Though all humans have the same set of genes, their genomes are studded with mutations, which are differences in the sequence of DNA units in the genome. These mutations occur in patterns because whole sets of mutations are passed down from parent to child and hence will be common in a particular population. Based on these patterns, geneticists can scan a person’s genome and assign the ancestry of each segment to a particular race or population.
The team led by Dr. Myers has developed a statistical technique for identifying the chromosomal segments with particular precision. This enables them to perform a second feat, that of assigning a date to the one or more mixing events that have affected a population.
The dating system is based on measuring the length of chromosome segments of a particular ancestry that occur in a population. When people of two different populations intermarry, their children’s genomes carry large chunks of DNA of one parent’s ancestry interspersed with large chunks from the other’s.
In each successive generation, the average size of the chunks becomes smaller because when DNA is swapped between the parents’ genomes in making the eggs or sperm, the cuts needed to generate the swapped sections are made in different places. Therefore, from the average size of the chunks in a person’s genome, the geneticists can calculate the number of generations since the mixing event.
“We are among the first to try to date ancestry events, and we have more ability to determine the source populations,” Dr.

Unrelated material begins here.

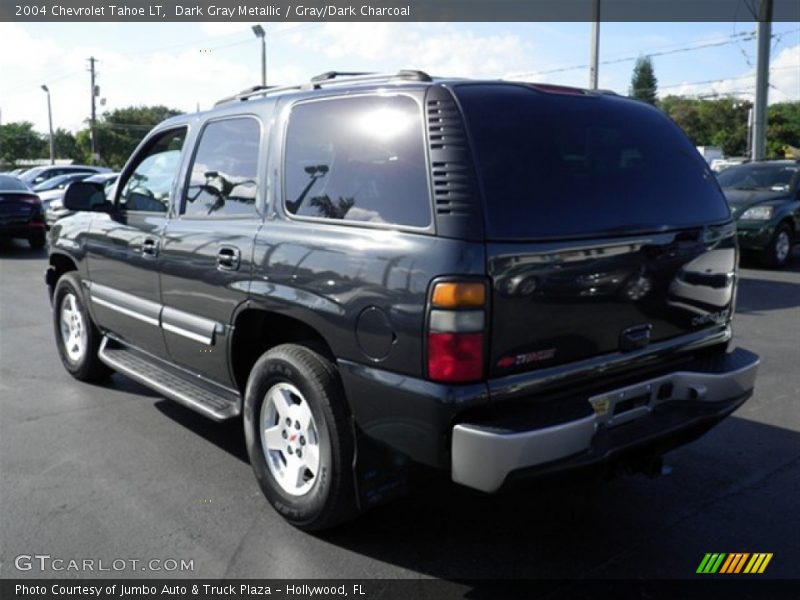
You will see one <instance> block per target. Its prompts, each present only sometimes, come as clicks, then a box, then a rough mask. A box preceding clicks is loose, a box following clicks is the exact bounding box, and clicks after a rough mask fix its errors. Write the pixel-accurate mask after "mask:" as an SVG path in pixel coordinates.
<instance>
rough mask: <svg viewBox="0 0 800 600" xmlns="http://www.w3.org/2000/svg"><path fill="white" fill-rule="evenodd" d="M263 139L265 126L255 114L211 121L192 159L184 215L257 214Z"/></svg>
mask: <svg viewBox="0 0 800 600" xmlns="http://www.w3.org/2000/svg"><path fill="white" fill-rule="evenodd" d="M260 141H261V125H260V123H259V122H258V120H257V119H255V118H253V117H238V118H234V119H225V120H222V121H213V122H211V123H209V124H208V125H207V126H206V128H205V129H204V130H203V133H202V135H201V137H200V142H199V144H198V146H197V152H196V153H195V156H194V159H193V160H192V167H191V171H190V175H189V185H187V186H186V192H185V193H184V198H183V214H184V215H186V216H189V217H205V216H242V215H255V214H256V198H257V197H258V152H259V146H260Z"/></svg>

Myers said.
One of the most widespread events his group has detected is the injection of Mongol ancestry into populations within the Mongol empire, such as the Hazara of Afghanistan and the Uighur Turks of Central Asia. The event occurred 22 generations ago, according to genetic dating, which corresponds to the beginning of the 14th century, fitting well with the period of the Mongol empire.

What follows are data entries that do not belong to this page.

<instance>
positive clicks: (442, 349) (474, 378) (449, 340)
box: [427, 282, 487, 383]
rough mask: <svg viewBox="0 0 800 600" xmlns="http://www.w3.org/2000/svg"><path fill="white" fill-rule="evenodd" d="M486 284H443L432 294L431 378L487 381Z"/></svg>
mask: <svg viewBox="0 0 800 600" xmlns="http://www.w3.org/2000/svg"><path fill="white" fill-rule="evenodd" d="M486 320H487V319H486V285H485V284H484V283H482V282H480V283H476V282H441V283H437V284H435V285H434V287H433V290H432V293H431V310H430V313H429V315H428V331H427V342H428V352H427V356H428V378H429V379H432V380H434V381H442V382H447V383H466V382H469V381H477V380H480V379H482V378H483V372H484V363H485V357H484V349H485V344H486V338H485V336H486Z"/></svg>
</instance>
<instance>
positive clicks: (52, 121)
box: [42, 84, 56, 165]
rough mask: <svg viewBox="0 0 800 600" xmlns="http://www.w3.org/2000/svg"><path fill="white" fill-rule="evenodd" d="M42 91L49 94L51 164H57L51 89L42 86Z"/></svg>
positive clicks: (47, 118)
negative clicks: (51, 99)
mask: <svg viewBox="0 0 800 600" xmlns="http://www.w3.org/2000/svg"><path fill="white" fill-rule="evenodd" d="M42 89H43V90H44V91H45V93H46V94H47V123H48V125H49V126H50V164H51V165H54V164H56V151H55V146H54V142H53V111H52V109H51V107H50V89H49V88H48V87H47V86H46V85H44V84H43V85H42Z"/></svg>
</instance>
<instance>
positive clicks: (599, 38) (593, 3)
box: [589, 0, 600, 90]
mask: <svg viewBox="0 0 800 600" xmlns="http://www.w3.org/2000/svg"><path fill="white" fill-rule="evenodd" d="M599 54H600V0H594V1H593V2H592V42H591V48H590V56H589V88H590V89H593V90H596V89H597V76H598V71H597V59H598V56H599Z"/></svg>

In another example, the European colonization of America is recorded in the genomes of the Maya and Pima Indians. And Cambodian genomes mark the fall of the Khmer empire in the form of ancestral DNA from the invading Tai people.

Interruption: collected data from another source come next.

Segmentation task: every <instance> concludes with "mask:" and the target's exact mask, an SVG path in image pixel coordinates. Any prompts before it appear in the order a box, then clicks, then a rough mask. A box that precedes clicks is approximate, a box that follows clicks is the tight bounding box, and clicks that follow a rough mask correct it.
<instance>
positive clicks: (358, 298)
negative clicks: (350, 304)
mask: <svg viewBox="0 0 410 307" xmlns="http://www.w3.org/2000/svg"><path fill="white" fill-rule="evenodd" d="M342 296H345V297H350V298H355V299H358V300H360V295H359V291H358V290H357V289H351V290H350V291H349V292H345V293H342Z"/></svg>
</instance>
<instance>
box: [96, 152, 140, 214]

Dr. Myers and his colleagues have detected European ancestry that entered the Tu people of central China between the 11th and 14th centuries; this, they surmise, could be from traders traveling the Silk Road. They find among Northern Italians an insertion of Middle Eastern DNA that occurred between 776 B.C. and A.D. 550, and may represent the Etruscans, a mysterious people said by the ancient Greek historian Herodotus to have emigrated from Lydia in Turkey.
The Myers group has posted its results on a web page that records the degree of admixture in each population. The English, however, known to be a rich medley of Celts with invaders such as the Angles, Saxons, Jutes, Danes and Norwegians, carry the notation “No strong evidence of admixture.” Dr. Myers said his method cannot yet detect genetic mixing between very similar populations, as was the case with the English and their invaders from Scandinavia and Northern Germany. He said he hoped to distinguish all these groups in a separate project on British ancestry.
Dr. Hellenthal said, “We’re fairly confident that increasing our sample size will help us follow local migrations.”
John Novembre, a geneticist at the University of Chicago, described the new genetic atlas as a “landmark study” because of its scale and the fact that the authors had been able to extract complex signatures from the data. “The detailed historical interpretations may need further questioning and testing,” he said.
Dr. Myers and Dr. Hellenthal said that they hoped historians would find their work useful, but that they had not collaborated with historians.
“In some sense we don’t want to talk to historians,” Dr. Falush said. “There’s a great virtue in being objective: You put the data in and get the history out. We do think this is a way of reconstructing history by just using DNA.”